He argues that there is a need for more food to feed the hungry millions within the developing countries. Also the developed countries can import food but the developing countries must find food within themselves.
The Nobel Laureate has a strong case not only on the scientific front but also on the economic and trade fronts also. The latest WTO negotiations just now in session in Nairobi only show too clearly there are huge differences among members on the role of agriculture trade in the developed and developing countries.
USA,EU and Japan give huge agri subsidies and the developing countries are restricted, specially India’s special pleadings to safeguard Indian farmers, the poor farmers for the special safeguarding mechanisms(SSMs) to procure food at rates that would enable for India to carry out the huge works programmes for rural farmers, others.

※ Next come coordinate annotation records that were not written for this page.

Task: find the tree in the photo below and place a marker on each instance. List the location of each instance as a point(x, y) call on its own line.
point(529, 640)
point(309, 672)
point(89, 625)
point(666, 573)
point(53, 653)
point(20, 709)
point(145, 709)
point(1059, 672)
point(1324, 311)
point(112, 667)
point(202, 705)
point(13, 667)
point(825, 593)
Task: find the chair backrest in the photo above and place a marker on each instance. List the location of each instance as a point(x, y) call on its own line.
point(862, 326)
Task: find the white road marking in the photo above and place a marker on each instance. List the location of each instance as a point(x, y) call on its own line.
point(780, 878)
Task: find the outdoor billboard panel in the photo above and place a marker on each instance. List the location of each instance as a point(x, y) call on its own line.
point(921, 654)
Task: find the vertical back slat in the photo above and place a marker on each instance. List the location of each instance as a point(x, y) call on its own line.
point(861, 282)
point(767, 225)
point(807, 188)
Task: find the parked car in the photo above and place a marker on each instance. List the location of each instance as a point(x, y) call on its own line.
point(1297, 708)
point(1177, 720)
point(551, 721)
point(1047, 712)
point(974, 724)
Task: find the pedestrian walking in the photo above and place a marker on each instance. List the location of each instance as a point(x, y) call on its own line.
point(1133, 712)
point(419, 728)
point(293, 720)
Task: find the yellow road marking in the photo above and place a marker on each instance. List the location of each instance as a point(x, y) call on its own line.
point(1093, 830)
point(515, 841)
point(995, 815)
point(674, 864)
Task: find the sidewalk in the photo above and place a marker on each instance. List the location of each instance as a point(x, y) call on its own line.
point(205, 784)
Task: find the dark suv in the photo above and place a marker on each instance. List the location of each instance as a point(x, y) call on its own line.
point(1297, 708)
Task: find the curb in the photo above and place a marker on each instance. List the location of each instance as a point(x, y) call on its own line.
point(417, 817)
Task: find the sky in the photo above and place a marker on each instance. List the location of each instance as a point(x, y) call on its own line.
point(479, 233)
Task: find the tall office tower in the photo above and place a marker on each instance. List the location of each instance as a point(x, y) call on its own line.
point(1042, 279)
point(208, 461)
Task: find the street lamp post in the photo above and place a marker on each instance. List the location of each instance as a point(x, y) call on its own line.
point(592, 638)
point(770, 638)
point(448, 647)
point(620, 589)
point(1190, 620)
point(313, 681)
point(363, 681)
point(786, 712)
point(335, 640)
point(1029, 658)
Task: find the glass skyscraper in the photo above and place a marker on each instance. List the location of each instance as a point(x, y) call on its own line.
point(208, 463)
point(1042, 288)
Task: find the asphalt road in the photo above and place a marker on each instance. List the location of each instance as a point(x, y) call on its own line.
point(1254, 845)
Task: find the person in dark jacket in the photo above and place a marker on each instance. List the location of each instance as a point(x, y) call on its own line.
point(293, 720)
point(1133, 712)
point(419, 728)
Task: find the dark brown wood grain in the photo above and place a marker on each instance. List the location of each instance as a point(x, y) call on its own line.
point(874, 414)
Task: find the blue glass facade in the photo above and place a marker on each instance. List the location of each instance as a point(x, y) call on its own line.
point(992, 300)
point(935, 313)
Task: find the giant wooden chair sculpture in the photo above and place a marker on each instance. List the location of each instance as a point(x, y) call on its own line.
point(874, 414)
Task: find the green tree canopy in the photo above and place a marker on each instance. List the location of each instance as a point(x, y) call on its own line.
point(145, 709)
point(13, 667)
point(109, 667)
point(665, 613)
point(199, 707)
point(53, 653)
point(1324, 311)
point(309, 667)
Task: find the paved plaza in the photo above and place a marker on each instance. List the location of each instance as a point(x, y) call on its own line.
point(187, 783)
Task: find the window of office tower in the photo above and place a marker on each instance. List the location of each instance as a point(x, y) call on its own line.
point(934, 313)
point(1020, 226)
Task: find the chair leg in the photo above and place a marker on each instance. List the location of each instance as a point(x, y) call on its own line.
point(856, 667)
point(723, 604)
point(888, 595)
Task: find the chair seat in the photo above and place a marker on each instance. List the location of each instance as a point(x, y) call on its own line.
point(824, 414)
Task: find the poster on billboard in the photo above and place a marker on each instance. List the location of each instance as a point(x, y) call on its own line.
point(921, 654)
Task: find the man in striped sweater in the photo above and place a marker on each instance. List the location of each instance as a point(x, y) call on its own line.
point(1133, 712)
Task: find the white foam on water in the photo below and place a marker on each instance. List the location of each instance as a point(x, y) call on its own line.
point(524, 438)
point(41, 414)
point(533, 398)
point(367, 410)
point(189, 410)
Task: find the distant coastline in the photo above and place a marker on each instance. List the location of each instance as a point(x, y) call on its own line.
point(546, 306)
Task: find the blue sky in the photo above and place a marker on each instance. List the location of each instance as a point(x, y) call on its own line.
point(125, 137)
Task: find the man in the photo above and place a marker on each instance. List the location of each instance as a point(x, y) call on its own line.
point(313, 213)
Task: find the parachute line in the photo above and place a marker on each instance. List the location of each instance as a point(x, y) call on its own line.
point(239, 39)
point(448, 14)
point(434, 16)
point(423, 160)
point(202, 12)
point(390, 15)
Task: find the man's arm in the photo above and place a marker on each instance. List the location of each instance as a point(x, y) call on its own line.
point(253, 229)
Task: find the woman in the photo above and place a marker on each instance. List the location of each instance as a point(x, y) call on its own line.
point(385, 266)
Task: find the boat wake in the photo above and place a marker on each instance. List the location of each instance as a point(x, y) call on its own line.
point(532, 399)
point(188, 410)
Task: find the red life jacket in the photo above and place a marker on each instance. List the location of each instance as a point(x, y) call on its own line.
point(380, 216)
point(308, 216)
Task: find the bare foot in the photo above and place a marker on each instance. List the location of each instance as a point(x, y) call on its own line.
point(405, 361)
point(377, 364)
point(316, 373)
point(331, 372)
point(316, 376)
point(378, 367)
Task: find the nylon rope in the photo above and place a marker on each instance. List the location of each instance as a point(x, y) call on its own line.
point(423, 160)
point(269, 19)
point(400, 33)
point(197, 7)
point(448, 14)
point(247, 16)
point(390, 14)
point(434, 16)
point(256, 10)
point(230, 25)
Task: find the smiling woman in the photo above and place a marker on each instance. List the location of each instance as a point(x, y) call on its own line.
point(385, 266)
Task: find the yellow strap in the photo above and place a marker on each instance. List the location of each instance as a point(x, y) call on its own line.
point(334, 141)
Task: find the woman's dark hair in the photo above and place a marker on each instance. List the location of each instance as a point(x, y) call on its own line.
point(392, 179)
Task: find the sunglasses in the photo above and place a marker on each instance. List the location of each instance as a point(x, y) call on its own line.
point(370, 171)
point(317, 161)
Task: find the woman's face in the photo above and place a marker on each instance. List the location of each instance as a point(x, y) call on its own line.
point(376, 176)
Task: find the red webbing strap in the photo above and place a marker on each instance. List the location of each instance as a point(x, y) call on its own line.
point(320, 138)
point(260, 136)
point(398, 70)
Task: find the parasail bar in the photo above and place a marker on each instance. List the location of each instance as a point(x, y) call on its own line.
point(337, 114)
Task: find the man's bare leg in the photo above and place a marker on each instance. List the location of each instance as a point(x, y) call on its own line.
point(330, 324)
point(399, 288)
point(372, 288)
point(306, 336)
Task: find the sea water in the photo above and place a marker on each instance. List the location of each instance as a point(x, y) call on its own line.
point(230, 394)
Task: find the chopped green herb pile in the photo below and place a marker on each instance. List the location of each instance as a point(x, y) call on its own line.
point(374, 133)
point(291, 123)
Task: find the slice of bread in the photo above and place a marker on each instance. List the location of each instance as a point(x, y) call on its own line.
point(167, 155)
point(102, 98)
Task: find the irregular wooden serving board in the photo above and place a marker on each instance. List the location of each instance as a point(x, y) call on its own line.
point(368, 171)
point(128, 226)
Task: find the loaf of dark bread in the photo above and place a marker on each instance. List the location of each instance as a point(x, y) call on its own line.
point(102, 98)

India is a huge agricultural economy and farmers, specially need security from international economic and trade fluctuations.
So, India needs urgently new agri policies. One such is the need to allow biotech crops in a range of crops, cereals specially.
Sir. Roberts also pleased for the Golden Rice to tackle the vitamin A deficiency.
Anyway, now heavyweight scientists had lent his argument for biotech research we need a new programme for enhancing India’s agricultural productivity and also to tackle the issues of drought and other natural calamities that hit Indian agriculture more frequently.
Farmer’s suicides are now a frequent reality and this too calls for action.